The researchers targeted a crystal built using a relatively small protein containing a sequence of 26 amino acid positions. The researchers assigned specific amino acids to eight of the positions, but, with 18 different types of amino acid to choose from for each of the remaining 18 slots, the algorithm addressed well more than 1022 potential combinations. On top of that, the researchers had to account for other characteristics, such as the spacing between proteins and their orientation with respect to one another. These variables multiplied the already astronomically large number of possibilities, so maximizing the efficiency of the search was a priority.
“We worked on synthesizing both of those steps, doing the characterization of structure and the sequence at the same time,” Saven said. “As we move through this process, we eliminate things that will never work, such as proteins where atoms overlap in space or where amino acids don’t fit into a given site. At the same time, we identify proteins that, as you vary the structure, are likely to yield a crystal."
“Combining theory with recent advances in computer hardware have really allowed us to consider thousands of candidates, instead of a just a handful,” MacDermaid said
After a full day of computation, the researchers’ algorithm produced a handful of promising candidates. Critically, these proteins had very different sequences from one another. Even with their computational approach, finding the protein that would crystalize into their target involved trial and error.
“One reason to consider a very broad range of candidate proteins is that in nature you have proteins that are the same across organisms — the same name, structure and function — but their sequences are often very different,” Saven said. “Nature finds many different possible solutions to the same problem, so we wanted to develop methods that allow us to say something about many disparate possible solutions.”
This approach is particularly important when considering the eventual applications of a protein crystal. One sequence may crystalize perfectly but be toxic to cells, making it difficult to produce or unusable for a biotechnological application. A non-toxic sequence may form the crystal but only in tiny quantities.
“It’s an important part of our algorithm that you don’t end up with single sequence and put all of your eggs in one basket,” Lanci said. “You get a large landscape of possibilities, improving the odds that you’ll find one that can overcome all the experimental challenges you can’t control for.”
Beyond presenting multiple candidates, the computational approach has the advantage of finding proteins that will produce diffraction-quality crystals. The researchers saw their candidate proteins begin to crystalize within hours, a process that can often take weeks or months.
Though they achieved their goal, the target crystal the researchers produced is just a proof of concept. The researchers’ algorithm represents an important tool kit for better understanding the principles behind protein crystallization and the many variables involved.

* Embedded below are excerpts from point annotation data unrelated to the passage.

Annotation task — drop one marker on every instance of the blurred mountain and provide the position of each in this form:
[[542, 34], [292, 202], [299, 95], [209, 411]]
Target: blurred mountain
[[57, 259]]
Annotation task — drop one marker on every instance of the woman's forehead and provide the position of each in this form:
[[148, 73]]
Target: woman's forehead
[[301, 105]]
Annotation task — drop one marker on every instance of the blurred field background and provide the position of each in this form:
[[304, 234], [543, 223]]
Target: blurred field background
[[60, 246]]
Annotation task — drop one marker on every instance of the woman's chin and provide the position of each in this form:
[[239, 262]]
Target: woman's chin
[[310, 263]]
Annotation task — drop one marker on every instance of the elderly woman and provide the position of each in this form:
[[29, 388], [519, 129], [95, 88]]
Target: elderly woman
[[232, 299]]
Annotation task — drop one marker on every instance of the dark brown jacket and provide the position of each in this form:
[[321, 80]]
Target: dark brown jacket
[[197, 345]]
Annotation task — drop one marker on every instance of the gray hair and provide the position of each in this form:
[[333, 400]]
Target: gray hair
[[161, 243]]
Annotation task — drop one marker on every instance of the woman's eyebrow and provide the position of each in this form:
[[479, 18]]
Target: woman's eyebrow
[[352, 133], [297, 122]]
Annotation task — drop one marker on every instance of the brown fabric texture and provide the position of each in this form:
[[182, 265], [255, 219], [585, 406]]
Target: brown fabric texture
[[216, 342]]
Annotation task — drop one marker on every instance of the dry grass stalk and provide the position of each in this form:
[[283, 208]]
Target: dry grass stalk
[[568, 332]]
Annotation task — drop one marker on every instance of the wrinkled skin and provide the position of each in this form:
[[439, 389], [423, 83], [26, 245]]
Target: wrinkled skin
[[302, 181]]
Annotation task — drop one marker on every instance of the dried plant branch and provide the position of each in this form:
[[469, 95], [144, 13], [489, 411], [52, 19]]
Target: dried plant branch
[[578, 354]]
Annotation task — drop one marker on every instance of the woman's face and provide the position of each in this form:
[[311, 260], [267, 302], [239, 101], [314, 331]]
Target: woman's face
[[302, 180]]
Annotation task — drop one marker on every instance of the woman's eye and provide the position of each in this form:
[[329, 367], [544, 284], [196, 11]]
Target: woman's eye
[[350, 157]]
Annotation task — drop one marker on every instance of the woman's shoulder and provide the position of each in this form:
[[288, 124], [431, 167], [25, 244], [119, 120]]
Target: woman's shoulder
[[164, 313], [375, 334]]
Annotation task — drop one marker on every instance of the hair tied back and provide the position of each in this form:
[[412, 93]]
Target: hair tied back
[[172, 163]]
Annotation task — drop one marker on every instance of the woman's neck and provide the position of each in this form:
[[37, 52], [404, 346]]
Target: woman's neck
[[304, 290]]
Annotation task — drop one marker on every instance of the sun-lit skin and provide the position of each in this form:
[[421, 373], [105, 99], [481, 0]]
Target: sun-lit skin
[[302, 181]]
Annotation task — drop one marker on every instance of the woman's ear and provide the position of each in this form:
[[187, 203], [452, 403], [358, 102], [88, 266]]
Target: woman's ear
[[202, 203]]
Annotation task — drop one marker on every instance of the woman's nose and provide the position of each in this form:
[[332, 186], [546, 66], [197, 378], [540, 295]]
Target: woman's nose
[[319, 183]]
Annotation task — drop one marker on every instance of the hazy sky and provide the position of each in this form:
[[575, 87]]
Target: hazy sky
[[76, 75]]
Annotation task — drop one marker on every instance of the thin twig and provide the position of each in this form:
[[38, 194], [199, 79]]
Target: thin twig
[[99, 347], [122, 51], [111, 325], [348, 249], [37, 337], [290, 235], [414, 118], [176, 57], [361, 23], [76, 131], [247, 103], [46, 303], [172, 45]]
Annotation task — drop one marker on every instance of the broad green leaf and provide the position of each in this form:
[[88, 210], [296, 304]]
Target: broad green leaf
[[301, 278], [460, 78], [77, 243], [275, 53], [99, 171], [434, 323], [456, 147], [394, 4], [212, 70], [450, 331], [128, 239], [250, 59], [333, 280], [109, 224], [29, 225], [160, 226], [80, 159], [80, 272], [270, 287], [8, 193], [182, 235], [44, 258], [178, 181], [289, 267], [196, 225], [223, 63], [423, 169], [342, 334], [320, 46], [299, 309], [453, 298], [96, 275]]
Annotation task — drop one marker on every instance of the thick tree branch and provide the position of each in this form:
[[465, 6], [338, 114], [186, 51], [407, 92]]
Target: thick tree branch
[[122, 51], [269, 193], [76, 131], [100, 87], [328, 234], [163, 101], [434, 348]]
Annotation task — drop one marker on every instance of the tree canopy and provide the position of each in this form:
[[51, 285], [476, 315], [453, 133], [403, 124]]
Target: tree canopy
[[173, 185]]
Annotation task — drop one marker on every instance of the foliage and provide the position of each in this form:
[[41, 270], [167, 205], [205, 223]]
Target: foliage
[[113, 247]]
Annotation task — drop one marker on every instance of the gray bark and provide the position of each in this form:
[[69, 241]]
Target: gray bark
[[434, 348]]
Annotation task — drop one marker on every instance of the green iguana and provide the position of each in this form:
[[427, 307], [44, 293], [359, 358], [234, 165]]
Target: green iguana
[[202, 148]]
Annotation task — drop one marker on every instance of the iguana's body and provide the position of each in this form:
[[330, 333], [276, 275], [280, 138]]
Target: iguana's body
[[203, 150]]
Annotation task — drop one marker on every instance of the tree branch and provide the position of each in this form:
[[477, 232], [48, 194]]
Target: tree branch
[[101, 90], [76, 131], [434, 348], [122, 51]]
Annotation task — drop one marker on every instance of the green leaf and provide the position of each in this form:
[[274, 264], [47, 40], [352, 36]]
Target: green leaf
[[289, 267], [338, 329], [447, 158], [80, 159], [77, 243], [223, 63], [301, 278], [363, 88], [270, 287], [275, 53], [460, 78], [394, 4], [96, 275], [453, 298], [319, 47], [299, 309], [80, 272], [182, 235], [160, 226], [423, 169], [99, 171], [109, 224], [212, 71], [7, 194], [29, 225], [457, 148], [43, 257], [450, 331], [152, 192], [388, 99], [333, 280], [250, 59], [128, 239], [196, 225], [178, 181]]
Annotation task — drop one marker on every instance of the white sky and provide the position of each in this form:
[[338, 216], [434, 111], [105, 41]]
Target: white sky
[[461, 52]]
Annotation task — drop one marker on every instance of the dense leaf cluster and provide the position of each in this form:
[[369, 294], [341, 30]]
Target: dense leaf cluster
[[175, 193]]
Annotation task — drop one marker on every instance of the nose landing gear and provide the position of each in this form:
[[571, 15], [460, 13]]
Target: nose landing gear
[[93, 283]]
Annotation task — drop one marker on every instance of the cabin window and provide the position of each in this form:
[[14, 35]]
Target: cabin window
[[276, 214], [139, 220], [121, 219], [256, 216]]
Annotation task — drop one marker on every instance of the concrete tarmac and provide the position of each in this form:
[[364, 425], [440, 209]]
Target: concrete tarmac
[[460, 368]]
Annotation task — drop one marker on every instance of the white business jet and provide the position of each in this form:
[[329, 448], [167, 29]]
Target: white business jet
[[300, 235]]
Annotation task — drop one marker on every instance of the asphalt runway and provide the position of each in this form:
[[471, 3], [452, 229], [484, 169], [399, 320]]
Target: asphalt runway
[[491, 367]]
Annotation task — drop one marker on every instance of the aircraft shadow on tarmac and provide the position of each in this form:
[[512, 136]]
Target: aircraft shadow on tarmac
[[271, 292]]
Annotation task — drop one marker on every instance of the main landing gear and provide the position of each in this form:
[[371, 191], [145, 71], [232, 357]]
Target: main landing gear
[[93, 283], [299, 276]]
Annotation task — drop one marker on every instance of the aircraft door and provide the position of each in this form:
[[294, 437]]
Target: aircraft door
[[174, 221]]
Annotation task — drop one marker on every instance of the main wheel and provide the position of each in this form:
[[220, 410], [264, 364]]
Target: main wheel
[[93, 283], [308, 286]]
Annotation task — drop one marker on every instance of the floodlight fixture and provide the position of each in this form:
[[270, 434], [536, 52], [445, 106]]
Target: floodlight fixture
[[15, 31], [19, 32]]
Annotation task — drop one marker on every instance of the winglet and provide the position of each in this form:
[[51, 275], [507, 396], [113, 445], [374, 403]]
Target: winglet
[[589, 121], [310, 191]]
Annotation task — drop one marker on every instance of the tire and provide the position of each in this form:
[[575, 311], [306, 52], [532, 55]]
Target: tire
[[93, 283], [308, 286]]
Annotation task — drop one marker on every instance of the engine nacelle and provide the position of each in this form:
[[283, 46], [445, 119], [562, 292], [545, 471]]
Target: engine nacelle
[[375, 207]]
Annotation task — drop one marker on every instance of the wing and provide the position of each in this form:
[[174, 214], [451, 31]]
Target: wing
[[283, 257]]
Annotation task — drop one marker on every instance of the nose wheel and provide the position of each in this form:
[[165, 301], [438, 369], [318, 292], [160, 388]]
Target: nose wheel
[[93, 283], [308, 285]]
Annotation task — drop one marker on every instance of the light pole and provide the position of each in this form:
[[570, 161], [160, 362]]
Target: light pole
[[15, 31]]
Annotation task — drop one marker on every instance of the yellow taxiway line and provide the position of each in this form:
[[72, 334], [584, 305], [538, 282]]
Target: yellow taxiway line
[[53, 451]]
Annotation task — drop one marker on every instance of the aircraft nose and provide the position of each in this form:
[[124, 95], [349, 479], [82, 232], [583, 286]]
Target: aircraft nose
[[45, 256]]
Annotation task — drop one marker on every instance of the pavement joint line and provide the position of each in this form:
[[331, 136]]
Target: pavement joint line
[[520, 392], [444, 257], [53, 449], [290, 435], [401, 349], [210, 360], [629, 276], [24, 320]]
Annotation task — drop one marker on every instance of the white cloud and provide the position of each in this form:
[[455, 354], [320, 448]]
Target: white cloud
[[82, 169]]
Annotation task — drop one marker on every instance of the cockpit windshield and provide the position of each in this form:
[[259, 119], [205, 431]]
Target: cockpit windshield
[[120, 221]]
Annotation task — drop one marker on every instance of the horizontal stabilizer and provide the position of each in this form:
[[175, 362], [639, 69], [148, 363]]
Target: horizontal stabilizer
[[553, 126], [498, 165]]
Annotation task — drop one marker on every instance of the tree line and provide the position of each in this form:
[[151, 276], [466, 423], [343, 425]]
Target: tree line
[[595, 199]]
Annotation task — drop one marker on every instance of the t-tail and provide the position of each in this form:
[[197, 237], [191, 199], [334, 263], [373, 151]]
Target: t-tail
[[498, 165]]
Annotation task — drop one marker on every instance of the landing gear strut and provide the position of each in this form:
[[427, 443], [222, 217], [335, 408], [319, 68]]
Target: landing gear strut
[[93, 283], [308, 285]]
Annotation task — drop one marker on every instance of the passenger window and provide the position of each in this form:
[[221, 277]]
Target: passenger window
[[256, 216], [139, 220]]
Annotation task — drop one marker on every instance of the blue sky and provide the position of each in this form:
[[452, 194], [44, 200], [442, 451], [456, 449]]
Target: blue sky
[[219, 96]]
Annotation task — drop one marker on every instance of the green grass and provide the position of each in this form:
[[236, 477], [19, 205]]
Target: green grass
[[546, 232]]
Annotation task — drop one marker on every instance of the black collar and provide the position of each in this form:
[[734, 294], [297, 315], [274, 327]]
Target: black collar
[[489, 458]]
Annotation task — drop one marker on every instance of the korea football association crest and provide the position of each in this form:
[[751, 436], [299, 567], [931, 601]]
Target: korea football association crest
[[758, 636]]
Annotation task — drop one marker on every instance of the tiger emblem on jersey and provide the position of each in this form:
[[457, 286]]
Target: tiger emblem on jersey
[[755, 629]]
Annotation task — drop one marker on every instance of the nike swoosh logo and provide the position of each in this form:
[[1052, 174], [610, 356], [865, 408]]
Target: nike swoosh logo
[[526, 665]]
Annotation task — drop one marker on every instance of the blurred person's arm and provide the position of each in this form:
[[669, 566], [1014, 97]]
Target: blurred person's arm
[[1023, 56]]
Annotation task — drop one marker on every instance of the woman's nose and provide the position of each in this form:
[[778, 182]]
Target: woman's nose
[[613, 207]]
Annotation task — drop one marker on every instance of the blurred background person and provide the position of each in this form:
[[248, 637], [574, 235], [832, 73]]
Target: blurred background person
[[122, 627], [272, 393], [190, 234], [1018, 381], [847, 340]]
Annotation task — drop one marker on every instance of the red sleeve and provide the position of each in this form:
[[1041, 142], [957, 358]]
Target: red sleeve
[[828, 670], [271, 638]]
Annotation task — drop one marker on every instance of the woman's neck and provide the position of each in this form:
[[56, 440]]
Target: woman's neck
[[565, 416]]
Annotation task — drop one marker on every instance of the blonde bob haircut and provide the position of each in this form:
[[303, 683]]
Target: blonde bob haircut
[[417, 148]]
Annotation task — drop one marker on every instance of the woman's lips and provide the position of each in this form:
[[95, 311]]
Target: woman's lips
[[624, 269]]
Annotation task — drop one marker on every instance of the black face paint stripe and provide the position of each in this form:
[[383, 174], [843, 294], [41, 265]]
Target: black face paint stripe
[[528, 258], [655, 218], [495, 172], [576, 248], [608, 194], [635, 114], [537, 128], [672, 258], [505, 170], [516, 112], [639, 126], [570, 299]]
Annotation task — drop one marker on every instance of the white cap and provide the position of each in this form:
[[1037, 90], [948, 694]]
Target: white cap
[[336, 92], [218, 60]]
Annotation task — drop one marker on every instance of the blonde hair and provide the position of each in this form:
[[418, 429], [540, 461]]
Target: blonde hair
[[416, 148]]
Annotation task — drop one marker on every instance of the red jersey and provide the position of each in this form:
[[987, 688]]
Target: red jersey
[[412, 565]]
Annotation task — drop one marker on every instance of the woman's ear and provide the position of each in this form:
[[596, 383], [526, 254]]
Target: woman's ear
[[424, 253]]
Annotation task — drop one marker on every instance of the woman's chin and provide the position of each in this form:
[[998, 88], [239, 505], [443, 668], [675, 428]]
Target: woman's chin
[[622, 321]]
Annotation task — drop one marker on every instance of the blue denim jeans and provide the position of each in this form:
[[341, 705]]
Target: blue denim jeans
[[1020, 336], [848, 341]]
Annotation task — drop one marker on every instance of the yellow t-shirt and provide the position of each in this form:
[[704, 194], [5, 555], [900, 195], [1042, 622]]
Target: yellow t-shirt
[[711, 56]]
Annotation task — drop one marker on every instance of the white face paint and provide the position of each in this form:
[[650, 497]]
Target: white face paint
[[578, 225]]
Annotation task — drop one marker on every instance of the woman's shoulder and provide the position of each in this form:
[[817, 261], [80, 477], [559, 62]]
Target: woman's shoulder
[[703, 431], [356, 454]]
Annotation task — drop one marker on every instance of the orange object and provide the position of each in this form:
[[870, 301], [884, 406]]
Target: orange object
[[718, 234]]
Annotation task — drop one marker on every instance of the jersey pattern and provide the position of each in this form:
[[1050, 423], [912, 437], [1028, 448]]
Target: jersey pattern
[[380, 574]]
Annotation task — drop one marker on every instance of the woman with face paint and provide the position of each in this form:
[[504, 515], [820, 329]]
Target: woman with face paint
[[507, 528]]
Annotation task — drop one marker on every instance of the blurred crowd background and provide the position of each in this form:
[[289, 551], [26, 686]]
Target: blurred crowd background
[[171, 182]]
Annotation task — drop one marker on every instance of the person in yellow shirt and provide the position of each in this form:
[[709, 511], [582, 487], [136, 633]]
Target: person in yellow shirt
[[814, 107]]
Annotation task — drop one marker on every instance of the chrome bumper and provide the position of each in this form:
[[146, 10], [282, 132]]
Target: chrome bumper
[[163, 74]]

By adding that understanding back into the algorithm, researchers will be able to search for candidate proteins more efficiently.
“There’s still much we don’t know about the interactions that govern crystallization,” Saven said. “With this technique, we can explore what those interactions are or how we might take an existing protein and engineer those interactions so we get much better structures.”
The research was supported by the National Science Foundation, Department of Energy, National Institutes of Health, Penn Nano/Bio Interface Center and Penn’s Laboratory for Research on the Structure of Matter.
X. Jade Qiu and William F. DeGrado are now in the Department of Pharmaceutical Chemistry at the University of California, San Francisco. Seung-gu Kang is now a postdoctoral fellow at IBM; Xi Yang is now at Citic Securities.